Jane must select three different items for each dinner she will serve. The items are to be chosen from among 5 different vegetarian and 4 different meat selections. If at least one of the selections must be vegetarian, how many different dinners could Jane create?

Now, IF I had all the time in the world to figure it out, I suppose I could come up with the approximate answer. However, on the GRE, you have less than two minutes to come up with the correct answer. AND you are not allowed to use a calculator.

So that is just one type of horrible problem. For those of you who are interested, this particular problem is called a combination problem and is solved by using the following formula: nCk = n!/k!(n-k)!

Make sense to you? Me neither.

So every day that I spend studying for this thing, I spend half the time being inundated with fresh feelings of hopelessness.

So I went to pick my puppy up at Mom’s after spending all day at the library and as usual, I had to share my groanings with her. It just makes me feel better. I told her how half of it has to do with geometry, and I have never had a formal geometry course.

“Get Dad to teach it to you,” she said. “He knows geometry.”

“Not this kind,” I said gloomily, to which he readily agreed.

“Get Martin to teach it to you,” Colton said from his spot on the floor. “He can teach anybody how to do anything.”

I had to chuckle at that, for I do believe this would have even Martin stumped. But he would sure enough be welcome to try.

The test is made up of three basic parts: quantitative {math}, verbal {reading comprehension and vocabulary}, and analytical writing.

So I thought the reading comprehension and vocabulary would at least be a little better than the math, but not so! If you don’t know what a word means {which inevitably, you won’t}, you’re doomed. It’s nothing but guess, guess, guess. So I have been memorizing word definitions like crazy. I thought I had a pretty good vocabulary to start with, but never have I seen so many words I don’t have the first clue about! Try “sententious” or “salubrious” on for size.

There are some fill-in-the-blank questions, which are the easiest ones, in my opinion, but then there are what they call word analogies. They look like this:

FLOOD: DILUVIAL::
A. punishment : criminal
B. bacteria : biological
C. verdict : judicial
D. light : candescent
E. heart : cardiac

Reading comprehension? Surely that must be a ride in the park, beings I was brought up in a home with no television, the result of which made books my best friend. Not so!!! The things they want you to read are HORRIBLE. I can read the entire passage and not comprehend a single word of it. The one I read today was on “elementary particles.” It addressed things such as gravitation, electromagnetism, leptons, and quarks. YIKES! And the next one on Greek philosophy was not much better.

And then the essays.
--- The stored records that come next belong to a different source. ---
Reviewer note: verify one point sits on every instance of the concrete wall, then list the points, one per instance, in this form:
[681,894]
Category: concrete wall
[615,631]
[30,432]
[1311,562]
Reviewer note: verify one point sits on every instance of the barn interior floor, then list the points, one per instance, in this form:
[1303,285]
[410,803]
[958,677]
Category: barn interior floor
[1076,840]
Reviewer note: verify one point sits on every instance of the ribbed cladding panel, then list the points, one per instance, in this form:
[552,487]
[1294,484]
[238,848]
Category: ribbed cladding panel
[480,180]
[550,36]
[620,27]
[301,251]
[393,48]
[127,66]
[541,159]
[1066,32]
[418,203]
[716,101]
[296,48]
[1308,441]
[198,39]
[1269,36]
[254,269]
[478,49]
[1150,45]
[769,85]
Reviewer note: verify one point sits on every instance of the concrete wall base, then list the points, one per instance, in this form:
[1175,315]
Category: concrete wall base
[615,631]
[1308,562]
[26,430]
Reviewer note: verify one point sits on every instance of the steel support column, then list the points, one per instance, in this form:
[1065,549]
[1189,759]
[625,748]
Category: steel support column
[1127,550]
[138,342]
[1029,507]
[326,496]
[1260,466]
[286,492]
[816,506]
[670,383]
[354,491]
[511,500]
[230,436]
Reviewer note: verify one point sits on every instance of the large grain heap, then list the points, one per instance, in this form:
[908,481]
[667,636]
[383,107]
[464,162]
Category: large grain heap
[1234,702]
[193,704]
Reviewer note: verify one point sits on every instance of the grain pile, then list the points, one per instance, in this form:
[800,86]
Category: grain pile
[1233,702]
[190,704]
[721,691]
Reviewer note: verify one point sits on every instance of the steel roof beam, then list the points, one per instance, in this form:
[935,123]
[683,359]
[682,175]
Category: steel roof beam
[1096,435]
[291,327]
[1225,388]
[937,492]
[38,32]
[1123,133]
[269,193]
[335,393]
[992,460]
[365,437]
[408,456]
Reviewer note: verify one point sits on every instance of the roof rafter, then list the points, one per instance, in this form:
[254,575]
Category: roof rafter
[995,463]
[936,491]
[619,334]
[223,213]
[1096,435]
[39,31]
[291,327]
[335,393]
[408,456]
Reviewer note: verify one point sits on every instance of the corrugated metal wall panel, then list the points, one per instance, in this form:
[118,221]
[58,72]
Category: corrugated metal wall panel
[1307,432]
Dear Lord! Luckily, the GRE people post the pool of possible essays online. But do they have to pick from a pool of 250?? There is absolutely no way to prepare for them all, and so you’re just as well off preparing for none of them and instead spend all your would-be prep time praying you’ll get a topic about which you know a little bit of something. Please Lord, no political science, no nuclear power plants… *sob*

In closing, I will quote the dear Kaplan book itself:

Those who approach the GRE as an obstacle and who rail against the necessity of taking it usually don’t fare as well as those who see the GRE as an opportunity to show off the reading and reasoning skills that graduate schools are looking for. Those who look forward to doing battle with the GRE—or, at least, who enjoy the opportunity to distinguish themselves from the rest of the applicant pack—tend to score better than do those who resent or dread it.”

And then they kindly list a few steps to take “to make sure you develop the right GRE attitude.”

Am I doomed for failure or what??

I’m pretty sure I’ve got an attitude, and I am just as sure that it isn’t “the right one.”